In that light I was staring at the silhouette of a muskrat house. On its top three muskrats were curled. The fringes of the muskrats’ fur, like cattail fuzz, burned but with a subtler glow. And these three muskrats sat as I’ve seen people on Key West sit and watch the sunset. Whatever the daily work of a muskrat is, it had been set aside. They were ready to loaf in the waning warmth and waxing beauty of that day’s last light.
I’ve been warned of the danger of anthropomorphizing, but they also tell us that we humans share an overwhelming percentage of DNA with all mammals, if not all living things. So I’m not going to apologize for imagining that I can intuit the mindset of those three muskrats.
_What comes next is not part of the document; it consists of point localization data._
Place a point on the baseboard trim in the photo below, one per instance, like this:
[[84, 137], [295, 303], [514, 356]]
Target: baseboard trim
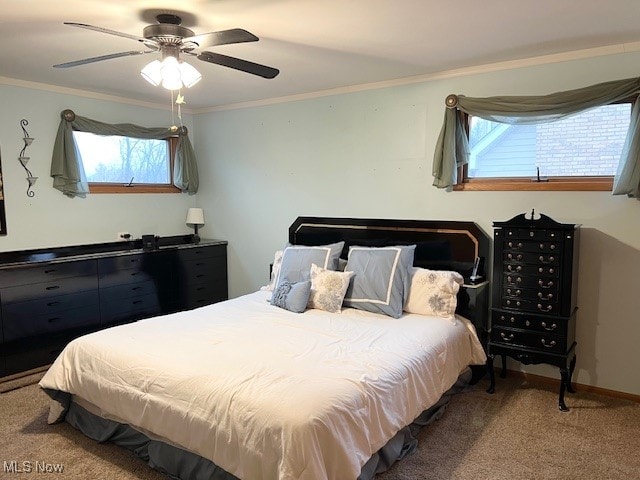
[[579, 386]]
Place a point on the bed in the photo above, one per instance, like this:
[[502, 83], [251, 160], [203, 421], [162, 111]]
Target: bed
[[252, 389]]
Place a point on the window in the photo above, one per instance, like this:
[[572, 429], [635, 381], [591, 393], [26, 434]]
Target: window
[[580, 152], [116, 164]]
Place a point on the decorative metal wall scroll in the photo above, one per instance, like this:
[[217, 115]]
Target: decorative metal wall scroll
[[24, 159]]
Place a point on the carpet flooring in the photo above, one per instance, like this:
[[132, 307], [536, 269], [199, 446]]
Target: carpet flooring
[[516, 433]]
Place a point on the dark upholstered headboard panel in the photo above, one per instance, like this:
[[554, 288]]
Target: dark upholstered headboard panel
[[440, 245]]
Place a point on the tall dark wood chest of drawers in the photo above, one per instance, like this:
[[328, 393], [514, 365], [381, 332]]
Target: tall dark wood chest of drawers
[[50, 296], [534, 291]]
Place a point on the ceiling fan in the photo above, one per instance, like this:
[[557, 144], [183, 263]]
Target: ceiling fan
[[171, 39]]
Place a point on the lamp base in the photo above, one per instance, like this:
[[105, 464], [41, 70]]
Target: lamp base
[[195, 238]]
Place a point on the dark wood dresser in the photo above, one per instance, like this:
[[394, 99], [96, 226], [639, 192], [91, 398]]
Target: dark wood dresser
[[50, 296], [534, 290]]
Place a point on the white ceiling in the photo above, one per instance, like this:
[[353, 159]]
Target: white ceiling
[[316, 44]]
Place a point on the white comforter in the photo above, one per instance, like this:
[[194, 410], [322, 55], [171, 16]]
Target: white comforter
[[265, 393]]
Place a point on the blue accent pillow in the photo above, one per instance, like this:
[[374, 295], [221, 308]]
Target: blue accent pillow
[[297, 260], [381, 278], [292, 296]]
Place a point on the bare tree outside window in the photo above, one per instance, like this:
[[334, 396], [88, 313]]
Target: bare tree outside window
[[115, 159]]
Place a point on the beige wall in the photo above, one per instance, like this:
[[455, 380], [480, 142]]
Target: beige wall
[[369, 154]]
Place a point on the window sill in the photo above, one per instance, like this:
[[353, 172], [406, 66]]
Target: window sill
[[136, 188], [596, 184]]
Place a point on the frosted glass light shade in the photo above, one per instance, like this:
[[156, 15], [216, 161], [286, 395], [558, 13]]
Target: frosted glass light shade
[[195, 216], [171, 73]]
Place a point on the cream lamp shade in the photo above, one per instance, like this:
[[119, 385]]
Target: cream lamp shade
[[195, 217]]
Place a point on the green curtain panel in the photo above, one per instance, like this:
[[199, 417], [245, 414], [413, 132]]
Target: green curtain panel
[[452, 149], [66, 164]]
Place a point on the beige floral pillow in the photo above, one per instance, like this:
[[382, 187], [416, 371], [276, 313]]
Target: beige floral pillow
[[328, 288], [433, 292]]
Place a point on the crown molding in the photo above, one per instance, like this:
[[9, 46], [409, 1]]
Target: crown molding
[[461, 72]]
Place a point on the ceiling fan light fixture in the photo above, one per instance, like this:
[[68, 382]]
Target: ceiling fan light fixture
[[171, 73]]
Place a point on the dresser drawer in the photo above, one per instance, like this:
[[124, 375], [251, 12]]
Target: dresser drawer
[[206, 294], [537, 340], [195, 253], [47, 306], [531, 234], [52, 288], [58, 322], [121, 262], [204, 269], [531, 305], [536, 258], [519, 280], [130, 309], [539, 323], [44, 273], [130, 290], [515, 245]]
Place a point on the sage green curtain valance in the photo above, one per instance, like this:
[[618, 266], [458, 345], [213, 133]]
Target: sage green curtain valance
[[66, 163], [452, 148]]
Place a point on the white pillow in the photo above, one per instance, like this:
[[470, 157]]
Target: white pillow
[[433, 292], [328, 288], [275, 270]]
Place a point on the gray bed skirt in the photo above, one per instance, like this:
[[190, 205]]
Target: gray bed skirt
[[184, 465]]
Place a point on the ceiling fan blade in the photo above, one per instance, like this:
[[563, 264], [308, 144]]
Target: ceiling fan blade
[[84, 61], [146, 41], [223, 37], [239, 64]]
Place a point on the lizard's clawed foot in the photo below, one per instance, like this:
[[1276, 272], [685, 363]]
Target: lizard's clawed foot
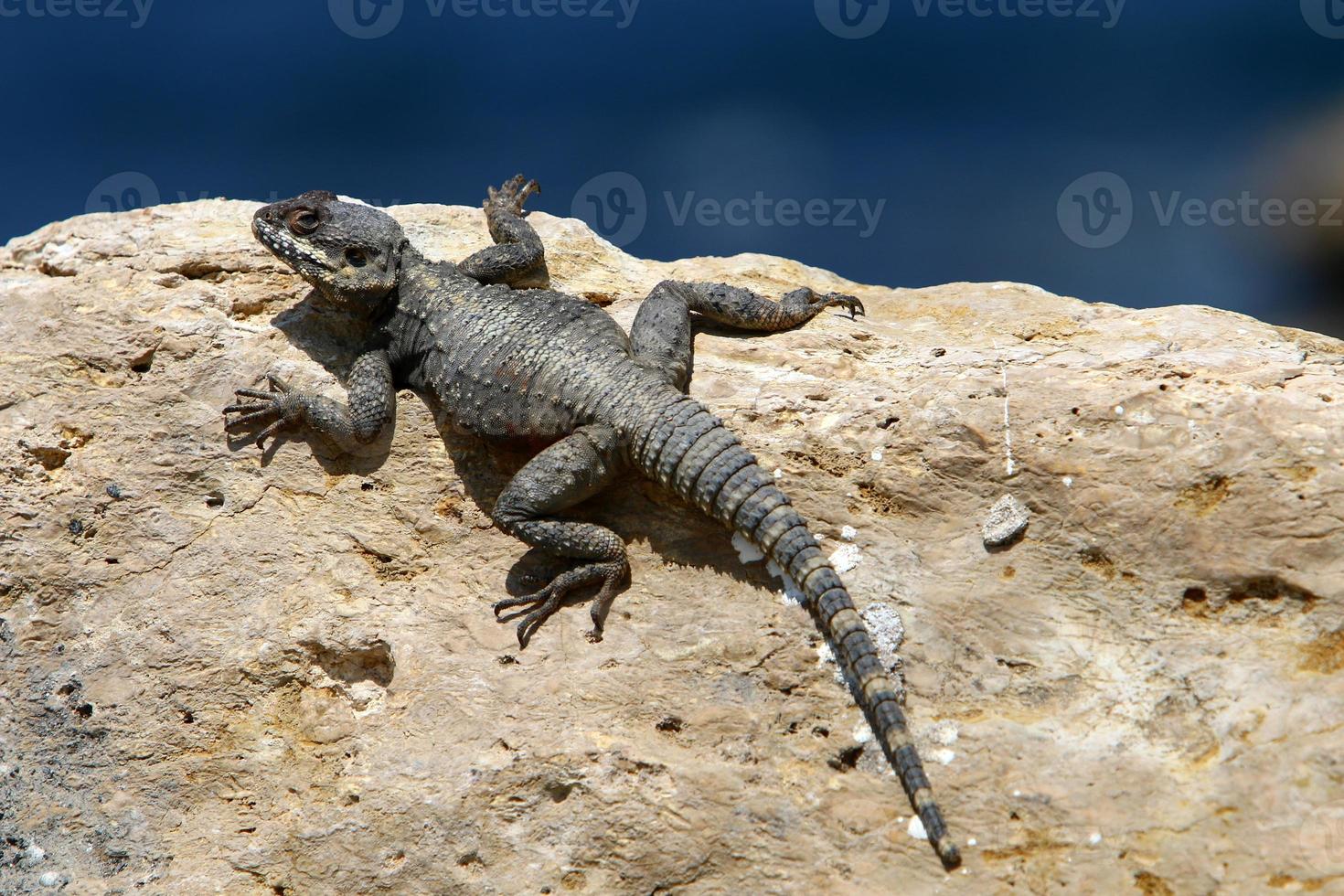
[[279, 407], [840, 300], [549, 600], [512, 195]]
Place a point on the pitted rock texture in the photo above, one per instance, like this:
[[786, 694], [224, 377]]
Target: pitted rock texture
[[223, 670]]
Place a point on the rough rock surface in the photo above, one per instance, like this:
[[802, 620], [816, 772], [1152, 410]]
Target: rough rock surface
[[225, 672]]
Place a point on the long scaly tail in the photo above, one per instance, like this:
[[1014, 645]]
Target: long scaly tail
[[688, 450]]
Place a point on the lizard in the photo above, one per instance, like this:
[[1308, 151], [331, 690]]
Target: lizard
[[509, 357]]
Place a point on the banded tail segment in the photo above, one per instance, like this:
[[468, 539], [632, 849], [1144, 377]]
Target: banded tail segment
[[688, 450]]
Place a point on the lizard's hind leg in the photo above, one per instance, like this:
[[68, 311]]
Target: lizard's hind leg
[[661, 331], [517, 258], [563, 475]]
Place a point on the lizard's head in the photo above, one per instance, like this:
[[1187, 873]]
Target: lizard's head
[[347, 251]]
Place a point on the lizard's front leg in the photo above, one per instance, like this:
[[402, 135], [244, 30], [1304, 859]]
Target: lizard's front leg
[[369, 389], [517, 258]]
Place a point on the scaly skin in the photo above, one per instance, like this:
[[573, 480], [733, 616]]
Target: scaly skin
[[511, 361]]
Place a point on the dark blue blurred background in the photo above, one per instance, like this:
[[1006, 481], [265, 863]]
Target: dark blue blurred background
[[971, 128]]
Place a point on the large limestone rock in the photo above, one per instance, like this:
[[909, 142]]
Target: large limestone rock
[[223, 670]]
These sentient creatures were basking in the sunlight, winding down at the end of a day.
Merton would probably guess that the biggest difference between those muskrats and us is that we would try to figure out a way to sell their seats. We’d create a real-estate business to take advantage of this natural phenomenon – these undeveloped seats in the sun.
All day, all night, in all seasons, the Fox River flows. Beside its extravagant economy we create one of scarcity. We translate its abundant energy into a series of smaller and smaller packages, each in limited edition to guarantee that demand will exceed supply until the whole resource is spent. But the river is nothing if not an extravagant return on the investment of free rain. Here our sense of economy staggers. Perhaps we should turn for insight – to the muskrats.